I am, as has been stated in the past, a true believer in the importance of the arts. Artistic expression, in all of its myriad forms, is a foundational part of culture and, by extension, civilization. As a supporter of the arts, I am an active member of my local community theater. No, I have not “tread the boards” as the expression goes, but I have prowled the offstage areas doing everything from selling tickets to directing shows. One thing that anyone involved in live theater will tell you is the difficulty you often have staging productions. That is not to say our theater is not selling tickets. In fact, this summer I co-directed a major musical with my lovely wife and directed a piece in an evening of one acts, both to very brisk ticket sales.

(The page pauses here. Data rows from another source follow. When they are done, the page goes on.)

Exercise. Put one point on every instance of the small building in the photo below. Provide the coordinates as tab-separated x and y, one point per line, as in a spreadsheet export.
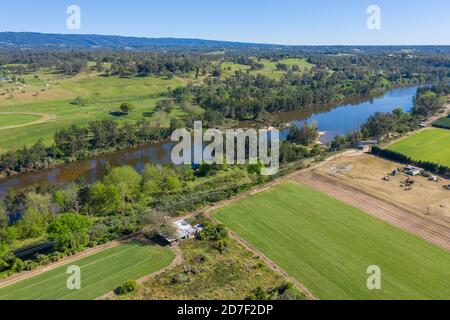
366	145
413	171
183	231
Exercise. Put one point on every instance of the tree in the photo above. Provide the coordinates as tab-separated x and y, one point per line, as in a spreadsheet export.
127	287
70	231
428	103
126	107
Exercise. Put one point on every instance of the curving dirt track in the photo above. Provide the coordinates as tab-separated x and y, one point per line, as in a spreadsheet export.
390	213
44	118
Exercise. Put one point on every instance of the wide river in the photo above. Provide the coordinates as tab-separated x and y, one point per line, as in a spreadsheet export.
333	120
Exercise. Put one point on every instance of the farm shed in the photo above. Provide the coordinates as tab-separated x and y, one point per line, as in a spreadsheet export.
366	145
184	231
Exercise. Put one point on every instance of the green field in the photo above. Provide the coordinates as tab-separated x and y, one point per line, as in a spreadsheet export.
52	94
269	70
443	123
428	145
7	120
100	274
328	246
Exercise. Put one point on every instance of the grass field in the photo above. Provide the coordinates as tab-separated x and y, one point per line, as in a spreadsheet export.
328	246
428	145
231	275
50	93
100	274
269	70
7	120
443	123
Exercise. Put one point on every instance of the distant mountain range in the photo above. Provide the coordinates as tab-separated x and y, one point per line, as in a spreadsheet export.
41	40
92	41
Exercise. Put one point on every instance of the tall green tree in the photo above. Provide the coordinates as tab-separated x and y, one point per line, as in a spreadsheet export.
70	231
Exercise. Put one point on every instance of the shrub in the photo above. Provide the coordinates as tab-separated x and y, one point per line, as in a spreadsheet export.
127	287
222	245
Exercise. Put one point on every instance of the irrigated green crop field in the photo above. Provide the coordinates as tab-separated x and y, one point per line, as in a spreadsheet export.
428	145
443	123
100	274
51	95
328	246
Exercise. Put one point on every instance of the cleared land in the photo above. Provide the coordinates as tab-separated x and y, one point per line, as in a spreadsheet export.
328	246
365	172
100	274
269	69
427	145
443	123
52	94
207	274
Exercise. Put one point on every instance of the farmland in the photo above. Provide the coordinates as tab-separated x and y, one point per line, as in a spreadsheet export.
207	274
269	69
443	123
100	274
428	145
328	246
49	93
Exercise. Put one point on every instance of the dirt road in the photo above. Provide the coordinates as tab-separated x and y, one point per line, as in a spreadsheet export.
44	118
179	259
29	274
378	208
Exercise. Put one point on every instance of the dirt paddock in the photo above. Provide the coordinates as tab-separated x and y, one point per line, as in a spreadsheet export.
366	173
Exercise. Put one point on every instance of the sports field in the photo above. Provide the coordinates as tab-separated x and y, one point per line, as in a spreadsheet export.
428	145
100	274
53	95
328	246
443	123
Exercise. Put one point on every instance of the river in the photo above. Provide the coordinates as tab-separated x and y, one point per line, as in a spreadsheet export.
333	120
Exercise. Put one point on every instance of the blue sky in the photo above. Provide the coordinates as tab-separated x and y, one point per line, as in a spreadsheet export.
306	22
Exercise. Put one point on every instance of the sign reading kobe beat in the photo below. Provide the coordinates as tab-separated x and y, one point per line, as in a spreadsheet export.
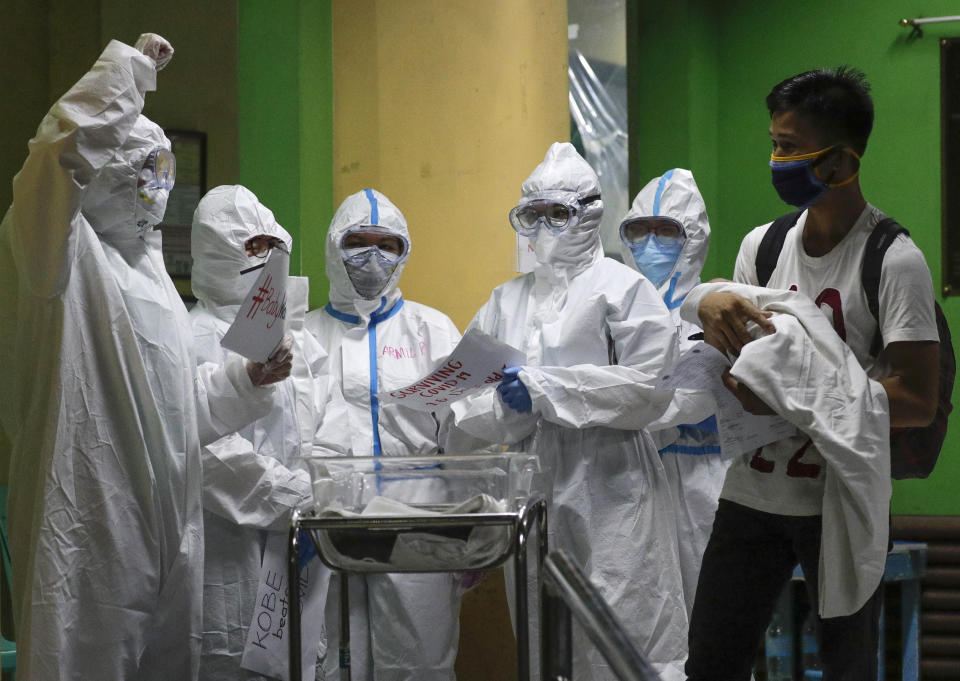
267	650
477	362
260	323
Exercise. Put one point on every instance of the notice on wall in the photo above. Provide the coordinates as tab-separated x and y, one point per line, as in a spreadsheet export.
267	650
260	323
477	362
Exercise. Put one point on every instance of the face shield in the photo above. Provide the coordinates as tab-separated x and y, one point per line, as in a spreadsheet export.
370	256
154	182
655	243
555	210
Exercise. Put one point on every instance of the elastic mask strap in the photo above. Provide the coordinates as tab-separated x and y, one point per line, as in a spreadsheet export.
802	157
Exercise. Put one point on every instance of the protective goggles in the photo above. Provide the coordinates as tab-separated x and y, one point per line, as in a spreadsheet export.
357	251
556	214
159	170
667	231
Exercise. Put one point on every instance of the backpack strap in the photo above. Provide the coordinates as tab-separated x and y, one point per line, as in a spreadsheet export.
768	253
878	242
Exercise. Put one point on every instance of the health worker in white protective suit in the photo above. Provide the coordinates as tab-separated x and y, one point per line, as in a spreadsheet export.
665	235
596	336
403	626
251	482
103	404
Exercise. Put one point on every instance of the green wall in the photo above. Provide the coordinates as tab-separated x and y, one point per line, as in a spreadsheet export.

Ticket sales aren’t the biggest problem for you average non-profit community theater. Usually you can depend on friends and family of cast and crew to help generate word of mouth to sell a show. The real problem these days often lies in staffing a show. Most theatergoers have no idea how many people are involved in the productions they attend. Casting can be hard enough with dwindling audition numbers in many cases, but filling out a crew can be very near impossible. Much of this is due to many skilled contributors (choreographers, vocal directors, lighting and sound designers, etc.) becoming increasingly unable or unwilling to volunteer their services, but the problem goes deeper than that.
The truth of the matter is that it is becoming more and more difficult for arts organizations to remain relevant in an era of Netflix and Pokemon GO. Technology has made it easy for anyone to stream the latest season of their favorite show or play a new and addictive game right in the palm of their hand. Screen time has become the most prevalent part of our day and we simply don’t have the time or motivation to do something that tears us away from the screen.
I understand the draw of it. I have been known to be pulled into the vortex myself. But, I think it is sad how often I see couples sitting in restaurants glues to their phones instead of talking to one another. Or kids more absorbed with Minecraft than Legos. As time progresses we, as a society are experiencing more and more of the world through the electronic viewfinder of our smartphone screens and we are, as a culture, suffering.
I know it is not realistic to ask everyone to give up their smartphones. I know that I would be one of the first to tell you where to go if you suggested that to me. But, if we could all make an effort to experience the world with our own senses, unfiltered by the Retina display and stereo speakers, we might rediscover what makes everything so rich around us. Museums, theaters, concert halls, and the like are out there beckoning you in. Trust me when I say the experience is much more breathtaking with the phone is your pocket.